20. Genesis - The Musical Box
21. Komentarz Tomasza
"The Musical Box". I na koniec wracamy na koncert zespołu Genesis, zespołu, który mimo zmian muzyków i zmian stylu wciąż pozostał wspaniały. Słuchając obydwu płyt "The Way We Walk" można także się zastanawiać, po co komu takie płyty, bo przecież materiał muzyczny jest znany od lat, wykonany jest prawie tak samo, jak na studyjnych albumach. Ale ja chyba wiem po co, dlatego, abyśmy nigdy nie zapomnieli tej muzyki, aby trafiała wciąż do nowych, do młodych słuchaczy, szczególnie do tych, którzy przede wszystkim zwracają uwagę na datę wydania płyty i to, co było kiedyś, już ich nie interesuje i chcą być na bieżąco. A jeden kontakt z Genesis może człowieka zmienić na całe życie. To jest tak jak z zasadą domina, to, co dzieje się tutaj wpływa na to, co się dzieje się tam. Dziewczyna może odejść od chłopaka, a na drugim końcu świata wybuchnie wojna. Tak więc uważajmy na to, co robimy, konsekwencje mogą być czasem nieobliczalne i potem niektórym z nas przyjdzie słuchać Genesis w mroku nocy, wspominać i cieszyć się, że chociaż muzyka została.

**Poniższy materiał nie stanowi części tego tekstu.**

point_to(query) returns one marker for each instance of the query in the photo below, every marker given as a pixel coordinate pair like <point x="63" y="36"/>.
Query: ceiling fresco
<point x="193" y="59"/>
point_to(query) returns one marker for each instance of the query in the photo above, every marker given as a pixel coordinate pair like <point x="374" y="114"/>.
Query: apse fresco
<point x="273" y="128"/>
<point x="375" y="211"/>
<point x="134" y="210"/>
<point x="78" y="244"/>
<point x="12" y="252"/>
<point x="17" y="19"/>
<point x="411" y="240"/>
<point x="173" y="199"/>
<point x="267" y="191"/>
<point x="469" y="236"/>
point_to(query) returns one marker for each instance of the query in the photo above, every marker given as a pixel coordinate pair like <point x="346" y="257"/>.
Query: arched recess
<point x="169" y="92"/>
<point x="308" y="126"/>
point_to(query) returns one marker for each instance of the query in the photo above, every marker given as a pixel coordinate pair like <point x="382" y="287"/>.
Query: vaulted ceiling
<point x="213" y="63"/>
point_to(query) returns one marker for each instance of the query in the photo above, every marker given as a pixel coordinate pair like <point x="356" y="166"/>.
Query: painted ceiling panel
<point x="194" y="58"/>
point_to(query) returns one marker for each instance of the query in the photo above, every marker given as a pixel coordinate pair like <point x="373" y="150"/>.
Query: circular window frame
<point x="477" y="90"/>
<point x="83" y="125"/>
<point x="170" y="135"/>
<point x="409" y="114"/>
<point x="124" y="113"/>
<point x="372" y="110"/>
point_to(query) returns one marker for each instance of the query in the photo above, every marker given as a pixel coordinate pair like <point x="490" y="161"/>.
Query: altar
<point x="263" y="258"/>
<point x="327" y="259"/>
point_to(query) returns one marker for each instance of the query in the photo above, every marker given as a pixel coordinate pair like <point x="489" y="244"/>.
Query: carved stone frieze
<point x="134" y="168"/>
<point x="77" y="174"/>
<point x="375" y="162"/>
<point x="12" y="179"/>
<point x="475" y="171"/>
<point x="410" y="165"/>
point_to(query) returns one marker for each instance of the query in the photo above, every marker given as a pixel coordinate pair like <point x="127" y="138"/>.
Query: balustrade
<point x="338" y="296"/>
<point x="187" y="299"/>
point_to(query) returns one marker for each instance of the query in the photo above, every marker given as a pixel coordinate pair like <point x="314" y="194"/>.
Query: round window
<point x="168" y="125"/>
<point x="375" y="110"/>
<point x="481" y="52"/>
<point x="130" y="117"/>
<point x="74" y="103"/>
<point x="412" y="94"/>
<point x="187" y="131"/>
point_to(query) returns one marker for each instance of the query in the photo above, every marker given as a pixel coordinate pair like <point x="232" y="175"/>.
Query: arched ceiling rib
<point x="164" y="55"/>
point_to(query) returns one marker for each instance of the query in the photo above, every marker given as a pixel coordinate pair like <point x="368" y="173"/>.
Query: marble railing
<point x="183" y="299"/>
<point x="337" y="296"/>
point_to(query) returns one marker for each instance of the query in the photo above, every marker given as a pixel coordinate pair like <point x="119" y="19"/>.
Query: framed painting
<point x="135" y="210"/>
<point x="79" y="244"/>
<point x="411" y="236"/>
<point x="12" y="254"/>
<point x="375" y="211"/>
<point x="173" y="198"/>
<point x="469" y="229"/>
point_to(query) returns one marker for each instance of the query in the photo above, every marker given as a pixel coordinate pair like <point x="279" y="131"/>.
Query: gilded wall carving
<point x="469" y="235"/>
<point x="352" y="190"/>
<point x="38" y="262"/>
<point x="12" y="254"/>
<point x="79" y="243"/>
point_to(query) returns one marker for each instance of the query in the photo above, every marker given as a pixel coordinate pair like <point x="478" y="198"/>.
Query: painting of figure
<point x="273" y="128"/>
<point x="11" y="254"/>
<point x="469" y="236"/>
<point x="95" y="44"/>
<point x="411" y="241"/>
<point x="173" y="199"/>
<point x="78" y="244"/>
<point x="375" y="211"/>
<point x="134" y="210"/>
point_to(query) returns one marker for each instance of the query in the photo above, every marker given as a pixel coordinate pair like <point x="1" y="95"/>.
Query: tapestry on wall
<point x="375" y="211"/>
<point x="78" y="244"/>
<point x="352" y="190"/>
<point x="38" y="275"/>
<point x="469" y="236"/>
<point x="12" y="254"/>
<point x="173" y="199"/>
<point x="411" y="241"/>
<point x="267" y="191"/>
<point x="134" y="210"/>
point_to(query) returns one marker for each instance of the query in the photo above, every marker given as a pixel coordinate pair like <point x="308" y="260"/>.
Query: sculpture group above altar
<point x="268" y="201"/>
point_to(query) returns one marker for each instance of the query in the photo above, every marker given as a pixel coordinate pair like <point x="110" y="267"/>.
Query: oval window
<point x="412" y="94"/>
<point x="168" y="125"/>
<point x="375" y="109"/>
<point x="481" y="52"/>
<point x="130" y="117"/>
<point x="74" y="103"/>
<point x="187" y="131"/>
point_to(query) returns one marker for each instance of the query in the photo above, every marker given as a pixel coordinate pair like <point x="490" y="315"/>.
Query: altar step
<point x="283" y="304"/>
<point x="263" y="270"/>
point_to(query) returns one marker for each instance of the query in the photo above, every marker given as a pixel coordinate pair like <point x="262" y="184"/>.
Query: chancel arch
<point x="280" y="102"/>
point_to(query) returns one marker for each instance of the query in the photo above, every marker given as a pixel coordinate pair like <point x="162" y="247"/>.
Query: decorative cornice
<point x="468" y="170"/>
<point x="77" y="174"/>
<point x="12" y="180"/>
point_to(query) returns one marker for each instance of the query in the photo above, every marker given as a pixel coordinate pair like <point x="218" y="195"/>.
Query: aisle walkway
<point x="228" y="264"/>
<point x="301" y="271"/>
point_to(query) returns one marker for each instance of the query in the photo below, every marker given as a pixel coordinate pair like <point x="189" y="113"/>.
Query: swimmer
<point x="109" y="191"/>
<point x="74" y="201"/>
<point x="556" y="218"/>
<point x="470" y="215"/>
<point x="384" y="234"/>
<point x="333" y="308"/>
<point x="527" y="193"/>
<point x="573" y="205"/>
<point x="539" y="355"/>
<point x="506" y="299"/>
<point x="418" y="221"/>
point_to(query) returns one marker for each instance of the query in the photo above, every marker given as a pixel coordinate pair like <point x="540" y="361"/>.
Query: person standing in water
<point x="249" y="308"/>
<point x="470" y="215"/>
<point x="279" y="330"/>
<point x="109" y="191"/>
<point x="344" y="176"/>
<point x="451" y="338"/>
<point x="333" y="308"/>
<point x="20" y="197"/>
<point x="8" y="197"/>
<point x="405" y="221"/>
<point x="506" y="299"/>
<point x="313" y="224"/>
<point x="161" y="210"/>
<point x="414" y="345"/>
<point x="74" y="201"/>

a. Part I-In The Glow Of The Night
b. Part II-The Last Domino
23. Sygnał serwisu Trójki
24. Komentarz Tomasza
Jacek Cholewiński i ostatni dziś serwis.
25. Serwis Trójki (Jacek Cholewiński)
26. Komentarz Tomasza i Jacka Cholewińskiego
Tomasz Beksiński: I to już wszystko na dzisiaj, dziękują Państwo za uwagę Jacek Cholewiński i Tomasz Beksiński. Dobranoc.
Jacek Cholewiński: Dobranoc.
27. Komentarz spikera o przerwie konserwacyjnej do godziny 5:00 w emisji Programu Trzeciego
Program Trzeci Polskiego Radia zakończył swoją emisję. Tym, którzy wybierają się spać, życzymy miłych snów, tych, którzy już wstali, serdecznie witamy. W naszym programie nastąpi teraz przerwa konserwacyjna, przy odbiornikach spotkamy się więc ponownie o godzinie piątej. Do usłyszenia.